Batuhan onca bağırış çağırıştan sonra bu sözleri duyunca birden sakinleşti. "Ben öyle mi dedim şimdi?"
"Aynen öyle dedin! Sen beni gerçekten anlayıp sevseydin, her şeyi bildiğin halde bana bunları söylemezdin! Ben o mekanda garsonluk yapsaydım da millet, Batu'nun sevgilisi garsonluk yapıyor diye laf edecekti zaten."
"O başka bu başka. Hem ben aileme söyleyecektim, sen üniversiteye kadar bekle dedin. Beni şimdi oradan vuramazsın Meyil."
"Ben kararımı verdim tamam mı? Sen bana hesap soramazsın! Gecede on bin, ayda seksen bin kazanıcam ve kimsenin getir götürünü yapmiycam, pisliğini temizlemiycem, tribini çekmiycem! Hiç de utanmıyorum! Ben sesimle para kazanıp kendi hayatımı kurucam! Bazıları sizin kadar şanslı değil koçum, bunu anla. Benim tek şansım sesim ve bu iş."
"Sen beni yanlış anladın. Beni böyle silip atamazsın?"
"Kendini zorlama hatta bence sen her şeyi en başından düşün. Benden daha dertsiz birini nasılsa bulursun."
Batuhan yumruk yaptığı elini ısırdı ve bir sigara daha yaktı. Söyleyecek mantıklı bir şeyler arandı, bulamadı. "Nasıl da üste çıktın, pes!" Dedi.
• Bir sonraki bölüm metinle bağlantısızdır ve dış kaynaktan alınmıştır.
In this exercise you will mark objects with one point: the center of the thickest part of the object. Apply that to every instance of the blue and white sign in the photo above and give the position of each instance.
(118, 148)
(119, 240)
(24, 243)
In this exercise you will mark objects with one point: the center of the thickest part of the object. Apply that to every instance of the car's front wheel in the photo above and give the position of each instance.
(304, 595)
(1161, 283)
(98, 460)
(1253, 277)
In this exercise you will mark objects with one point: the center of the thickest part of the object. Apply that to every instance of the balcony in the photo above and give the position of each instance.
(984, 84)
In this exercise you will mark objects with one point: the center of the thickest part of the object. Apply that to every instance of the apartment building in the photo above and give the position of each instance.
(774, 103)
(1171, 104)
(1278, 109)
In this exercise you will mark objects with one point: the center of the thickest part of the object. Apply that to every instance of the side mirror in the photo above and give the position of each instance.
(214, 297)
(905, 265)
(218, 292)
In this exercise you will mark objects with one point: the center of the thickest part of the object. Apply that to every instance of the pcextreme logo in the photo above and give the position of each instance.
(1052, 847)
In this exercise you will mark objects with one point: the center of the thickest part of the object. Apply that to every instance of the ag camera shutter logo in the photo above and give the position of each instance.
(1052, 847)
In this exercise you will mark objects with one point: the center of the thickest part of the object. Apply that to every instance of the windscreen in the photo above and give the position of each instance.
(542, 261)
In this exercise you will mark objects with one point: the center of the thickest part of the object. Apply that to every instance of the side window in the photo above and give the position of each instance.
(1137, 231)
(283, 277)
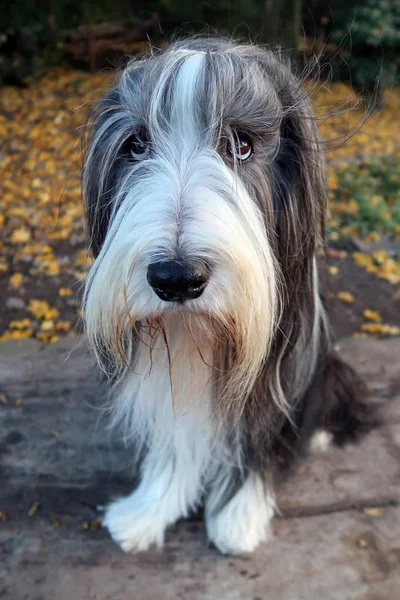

Meyil, kendini ağlamamak için zor tutuyordu. Böyle olacağını tahmin etmişti fakat işte yüzleşmek başkaydı. Kalbi kırık fakat gururu dimdik yerindeydi.
Batuhan parmağını salladı, "Sen daha beni tanımamışsın. Yok öyle ayrıl kurtul falan demek. Sen bildiğini oku ama ben buradayım Meyil! Senden ayrılmıyorum! O mekana her gün gelicem ve en ufak bir rahatsızlık duyarsam seni sürükleyerek ordan çıkarıcam! Hatta gerekirse mekanı da yakarım, görürsün!" Deyip gitti.
Meyil ardından bakakaldı. Erkek arkadaşının ne kadar korumacı olduğunu ve kendisini ne kadar çok sevdiğini düşündü. Üniversite hayallerini hatırladı. Birlikte özgürlüğe kanat çırptıkları ve ailelerinden uzakta sadece kendileri oldukları o tatlı hayalleri... Ailesine rağmen Meyil'den hiç vazgeçmemişti, babasının gerçekten suçlu olmadığına hep inanmıştı, Meyil'in söylediklerinden aksini düşünmemişti bile. Bazen aşırı tepkiler verirdi ama sevgisinden yapardı, Meyil deyince akan sular dururdu...
Meyil ise onun için neyi feda edebilirdi, feda edecek neyi vardı bilmiyordu. Yalnızca Batuhan'ın feci bir deliliğin eşiğinde olduğunu biliyordu.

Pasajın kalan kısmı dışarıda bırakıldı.